I was both miserable and not any smarter.
This morning, I left my phone upstairs. I finished a very good book while I had breakfast. I texted friends to check in and make some plans. I journaled, brainstorming new ways I might volunteer or engage with my city in a meaningful way that creates connection and community, besides the work I do for hospice. Then I wrote this, because writing calms me and makes me feel in control. Now I will get ready and go to work, and talk to my students and colleagues. Then I will see friends, tonight.
Have I changed the world yet, today? No. But I didn’t yesterday, either. And today felt a fuck of a lot better, and I did things that weren’t entirely scratching my own ass (not that our asses don’t deserve a good scratch sometimes).
Most importantly, today I reminded myself that I don’t know what is coming. Yes, I have a million catastrophic stories, like the worst Choose Your Own Adventure ever. But I am never right! I’ve never been right, and I will never be right. Like every person out there, I am almost always entirely wrong.

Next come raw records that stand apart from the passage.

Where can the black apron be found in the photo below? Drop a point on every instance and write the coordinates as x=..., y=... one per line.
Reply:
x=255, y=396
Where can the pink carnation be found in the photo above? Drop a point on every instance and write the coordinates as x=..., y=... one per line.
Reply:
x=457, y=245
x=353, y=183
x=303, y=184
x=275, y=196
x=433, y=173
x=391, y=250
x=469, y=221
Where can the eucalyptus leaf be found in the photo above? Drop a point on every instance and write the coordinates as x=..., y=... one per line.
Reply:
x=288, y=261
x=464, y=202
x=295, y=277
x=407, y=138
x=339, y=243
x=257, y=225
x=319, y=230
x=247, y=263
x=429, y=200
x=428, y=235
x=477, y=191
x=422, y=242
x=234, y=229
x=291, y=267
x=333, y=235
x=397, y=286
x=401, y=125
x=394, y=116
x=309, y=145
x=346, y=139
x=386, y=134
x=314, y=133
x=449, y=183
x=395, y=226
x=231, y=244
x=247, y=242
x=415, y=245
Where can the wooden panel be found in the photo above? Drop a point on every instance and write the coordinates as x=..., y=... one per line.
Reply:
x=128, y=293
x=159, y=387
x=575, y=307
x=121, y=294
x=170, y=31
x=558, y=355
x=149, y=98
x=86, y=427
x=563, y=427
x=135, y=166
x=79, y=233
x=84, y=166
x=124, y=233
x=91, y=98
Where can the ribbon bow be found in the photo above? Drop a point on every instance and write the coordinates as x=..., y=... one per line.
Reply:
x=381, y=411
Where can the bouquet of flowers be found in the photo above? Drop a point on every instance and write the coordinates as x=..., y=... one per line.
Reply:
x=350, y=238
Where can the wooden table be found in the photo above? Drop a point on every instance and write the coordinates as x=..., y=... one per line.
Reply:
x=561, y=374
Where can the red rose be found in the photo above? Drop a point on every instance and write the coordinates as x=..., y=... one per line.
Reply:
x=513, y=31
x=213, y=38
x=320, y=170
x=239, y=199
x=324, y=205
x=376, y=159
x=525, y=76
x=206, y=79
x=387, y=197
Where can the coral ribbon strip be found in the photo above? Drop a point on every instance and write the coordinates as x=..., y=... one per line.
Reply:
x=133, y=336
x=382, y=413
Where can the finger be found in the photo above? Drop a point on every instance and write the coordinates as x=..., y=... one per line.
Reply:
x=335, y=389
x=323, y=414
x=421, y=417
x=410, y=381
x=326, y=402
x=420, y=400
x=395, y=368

But I can be a friend. I can listen. I can check in with my most vulnerable. I can read and think critically. I can engage with the world in a way that is real and that tangibly helps someone else (and myself, because nothing feels better than helping, a fact to embrace rather than shy away from). I can take my little pleasures (my walks! lifting! baths!). It is also okay to fall apart for a bit, or spiral while doomscrolling. I can do all of it, even as I try to choose the stuff that makes me feel better.
So that is my exhortation to you. I know the stories are like sirens, especially for those of us who have slightly dodgy relationships with control and perfectionism. They call. It’s hard to resist. And they can teach us things! They’re worth consuming. But they’re never the whole story.
And we gotta get out there. We gotta be in the real world, even when we kinda want to set that world on fire. When we leave the house, we realize that people are still just walking dogs and picking their noses at red lights and grinning goofily at babies.
Who knows everything that is going through their heads—because we rarely know (or want to acknowledge) what is going through our own.
How are you hanging in? How are you getting through? Whatever you’re doing may not feel like getting through, but if you’re around to read this, you’re getting through. What stories are you telling yourself that are helpful and which are not? What can you do reach out to the world, rather than hide away because you actually want to wring its neck (which I know is tempting). What are your little treats? Can you give yourself more of them, especially if they are genuinely helpful?
I promise to see you as I see myself: frail and afraid and so mad I don’t get to control shit, and sad, and maybe hopeful and maybe mad I’m hopeful because, jesus, will I go to the gulag saying “maybe it won’t be that bad,” but also I don’t think despair ever really helped. In other words, I promise that the mess in me sees and acknowledges the mess in you. Namaste.
So feel free to share. You are not alone. xo
I agree that we are always wrong. Even though we are intuitive writers we should not make assumptions about anyone but our characters. We still have only our own POV.
I guess I was more prepared for the results of the election than others. I read all three of the Bob Woodward books on Trump, plus a review of the Dictator’s Handbook. You would not think there would be much comfort there. But I also Read Mike Pense’s autobiography. He seemed to be a steady hand on the controls the first 4 years. Not sure where we can look for a stabilizer this time, but I hope there is one.
Reviewing how we got here and who is responsible is as useless as watching the 911 towers fall over and over again. We have to clear our heads and move one...and resist saying I told you so. Things have been worse than this in the past, it was just someone else’s present. We have to deal with our own present and future.
I am now retiring to the world of fiction where motivations make more sense. As one of my characters says. “Maybe it is the sum of our actions that matter, where we end that counts.”